# Tricks for a sleepy/lazy nurser?



## janerose (May 9, 2004)

DD2 is 6 days old. We were having some latch issues & I was having sore nipples. After talking with our local LLL leader & trying some new stuff I think the latch is much better & my nipples are almost not sore at all anymore.

I had supply problems with DD1 & I *know* my millk is starting to come in, but this girlie just doesn't want to nurse for more than a couple minutes at a time. VERY frustrating! She's having wets & poops (although the poops are a brownish/greenish color which everything I can find means she's not getting any hindmilk...). Her weight was down at the 4 day check, but less than 10% so the ped didn't want to see her back for 2 wks unless we felt something was wrong.

So far I've tried doing breast compressions to encourage her to start sucking again. Those work a couple times, for a few sucks each, but even then after a few compressions she just gets so zonked out she doesn't seem to care. Also, I've been trying to detach her once she starts falling asleep & then re-latch her on the other side to wake her up. This also works a few times, but still not enough to get her to do a full nursing session. Eventually she just decides she doesn't care anymore and stops trying to re-latch.







:

Any tips from someone whose BTDT would be appreciated!
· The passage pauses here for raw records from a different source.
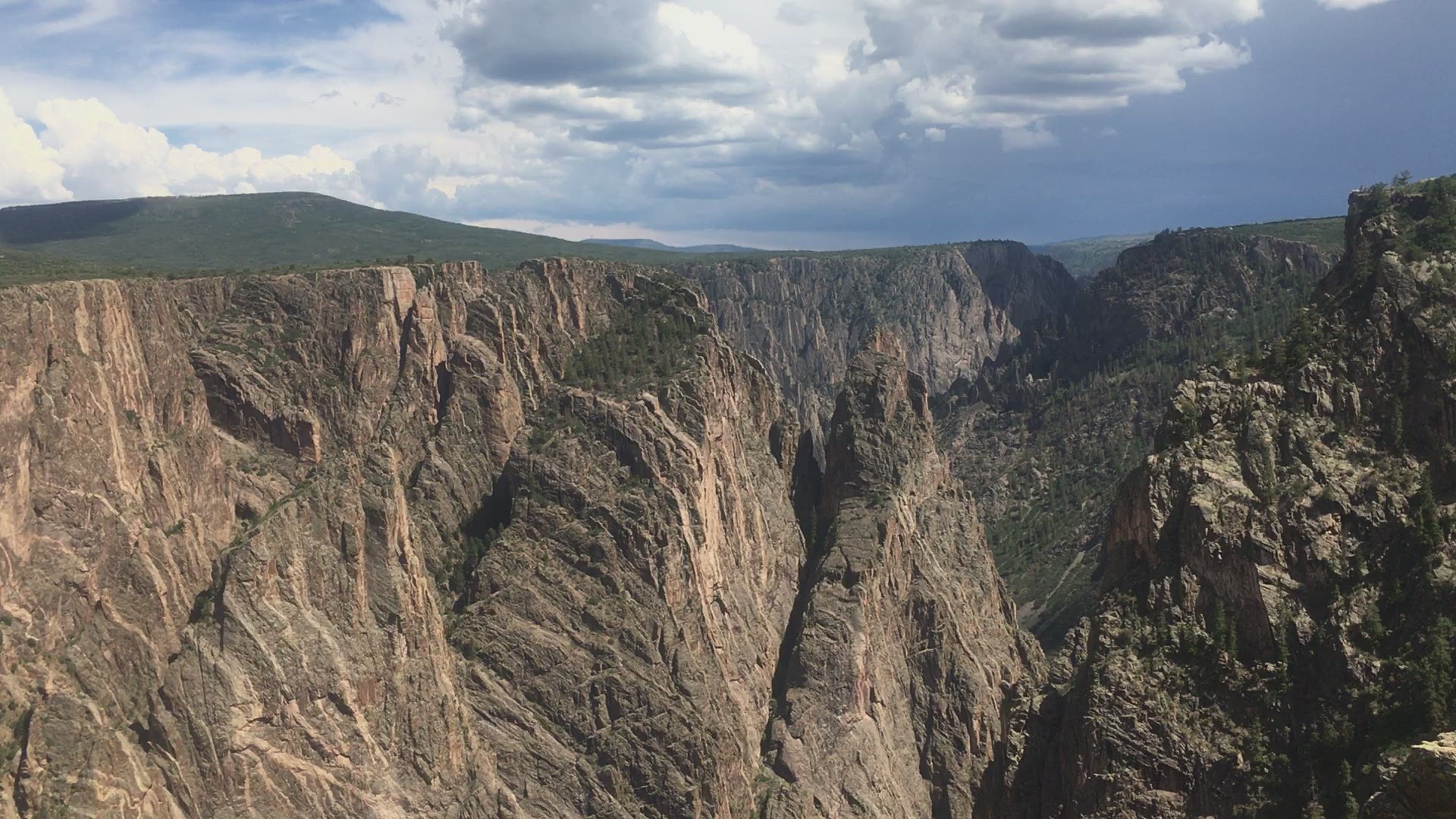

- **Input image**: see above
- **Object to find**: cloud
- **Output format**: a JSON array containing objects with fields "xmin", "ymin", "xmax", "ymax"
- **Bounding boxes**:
[
  {"xmin": 776, "ymin": 0, "xmax": 818, "ymax": 27},
  {"xmin": 1320, "ymin": 0, "xmax": 1389, "ymax": 11},
  {"xmin": 0, "ymin": 0, "xmax": 1415, "ymax": 243},
  {"xmin": 0, "ymin": 89, "xmax": 369, "ymax": 202},
  {"xmin": 0, "ymin": 89, "xmax": 71, "ymax": 204}
]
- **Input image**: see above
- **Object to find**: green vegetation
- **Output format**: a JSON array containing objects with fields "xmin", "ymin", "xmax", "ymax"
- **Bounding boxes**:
[
  {"xmin": 1220, "ymin": 215, "xmax": 1345, "ymax": 255},
  {"xmin": 1031, "ymin": 215, "xmax": 1345, "ymax": 278},
  {"xmin": 562, "ymin": 281, "xmax": 711, "ymax": 394},
  {"xmin": 1031, "ymin": 233, "xmax": 1153, "ymax": 278},
  {"xmin": 958, "ymin": 227, "xmax": 1316, "ymax": 644},
  {"xmin": 0, "ymin": 194, "xmax": 680, "ymax": 272}
]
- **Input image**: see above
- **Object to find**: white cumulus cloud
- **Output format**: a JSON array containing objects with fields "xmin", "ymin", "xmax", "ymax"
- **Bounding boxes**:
[
  {"xmin": 1320, "ymin": 0, "xmax": 1389, "ymax": 11},
  {"xmin": 0, "ymin": 89, "xmax": 71, "ymax": 204},
  {"xmin": 0, "ymin": 89, "xmax": 370, "ymax": 202}
]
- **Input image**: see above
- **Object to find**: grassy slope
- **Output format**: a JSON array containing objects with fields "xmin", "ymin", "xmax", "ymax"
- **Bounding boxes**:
[{"xmin": 0, "ymin": 194, "xmax": 692, "ymax": 271}]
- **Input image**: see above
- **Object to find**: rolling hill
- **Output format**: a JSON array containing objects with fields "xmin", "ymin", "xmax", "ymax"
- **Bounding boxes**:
[
  {"xmin": 1031, "ymin": 215, "xmax": 1345, "ymax": 278},
  {"xmin": 0, "ymin": 193, "xmax": 687, "ymax": 271}
]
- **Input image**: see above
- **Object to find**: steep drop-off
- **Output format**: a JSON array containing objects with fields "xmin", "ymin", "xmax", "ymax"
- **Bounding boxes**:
[
  {"xmin": 763, "ymin": 332, "xmax": 1041, "ymax": 819},
  {"xmin": 942, "ymin": 231, "xmax": 1331, "ymax": 644},
  {"xmin": 1022, "ymin": 177, "xmax": 1456, "ymax": 817},
  {"xmin": 0, "ymin": 262, "xmax": 1040, "ymax": 817},
  {"xmin": 676, "ymin": 242, "xmax": 1078, "ymax": 431}
]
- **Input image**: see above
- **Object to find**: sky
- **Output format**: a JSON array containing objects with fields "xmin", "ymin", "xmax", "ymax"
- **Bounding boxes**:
[{"xmin": 0, "ymin": 0, "xmax": 1456, "ymax": 249}]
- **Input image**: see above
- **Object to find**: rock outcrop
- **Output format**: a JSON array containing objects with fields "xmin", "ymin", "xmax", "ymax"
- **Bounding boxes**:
[
  {"xmin": 763, "ymin": 332, "xmax": 1041, "ymax": 817},
  {"xmin": 1022, "ymin": 179, "xmax": 1456, "ymax": 819},
  {"xmin": 1363, "ymin": 733, "xmax": 1456, "ymax": 819},
  {"xmin": 0, "ymin": 261, "xmax": 1038, "ymax": 819},
  {"xmin": 942, "ymin": 231, "xmax": 1331, "ymax": 645},
  {"xmin": 677, "ymin": 242, "xmax": 1078, "ymax": 431}
]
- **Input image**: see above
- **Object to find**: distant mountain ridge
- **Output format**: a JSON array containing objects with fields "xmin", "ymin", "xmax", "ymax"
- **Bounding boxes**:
[
  {"xmin": 582, "ymin": 239, "xmax": 767, "ymax": 253},
  {"xmin": 1029, "ymin": 215, "xmax": 1345, "ymax": 278}
]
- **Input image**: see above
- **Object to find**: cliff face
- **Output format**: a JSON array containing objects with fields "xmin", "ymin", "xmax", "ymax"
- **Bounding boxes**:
[
  {"xmin": 1024, "ymin": 179, "xmax": 1456, "ymax": 817},
  {"xmin": 0, "ymin": 262, "xmax": 1037, "ymax": 817},
  {"xmin": 1054, "ymin": 231, "xmax": 1331, "ymax": 378},
  {"xmin": 764, "ymin": 334, "xmax": 1041, "ymax": 817},
  {"xmin": 679, "ymin": 242, "xmax": 1076, "ymax": 430},
  {"xmin": 942, "ymin": 231, "xmax": 1329, "ymax": 644}
]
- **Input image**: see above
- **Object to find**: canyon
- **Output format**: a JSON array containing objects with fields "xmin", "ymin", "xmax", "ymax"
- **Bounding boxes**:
[{"xmin": 0, "ymin": 177, "xmax": 1456, "ymax": 819}]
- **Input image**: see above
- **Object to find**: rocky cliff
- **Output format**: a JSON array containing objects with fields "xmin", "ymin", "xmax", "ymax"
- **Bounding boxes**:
[
  {"xmin": 1022, "ymin": 179, "xmax": 1456, "ymax": 817},
  {"xmin": 677, "ymin": 242, "xmax": 1078, "ymax": 430},
  {"xmin": 0, "ymin": 259, "xmax": 1040, "ymax": 817},
  {"xmin": 942, "ymin": 231, "xmax": 1331, "ymax": 645},
  {"xmin": 763, "ymin": 328, "xmax": 1041, "ymax": 819}
]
Oh, and we are co-sleeping and nursing on demand as well.

Blessings,
Holly


----------



## CathMac (Jan 10, 2006)

I have heard that babies like the taste of garlic in Mom's milk and that this will sometimes stimulate them to nurse more vigorously. I seem to recall reading this on a very reliable site but of course I can't find it now.

Here are links to two articles on waking sleepy babies

Sleepy Babies - you'll need to jump to the second section of this article
http://www.mother-2-mother.com/cc-ba...m#SleepyBabies

Waking a Sleepy Baby
http://www.breastfeeding-basics.com/...epy_baby.shtml

Good luck,
~Cath


----------



## Nazsmum (Aug 5, 2006)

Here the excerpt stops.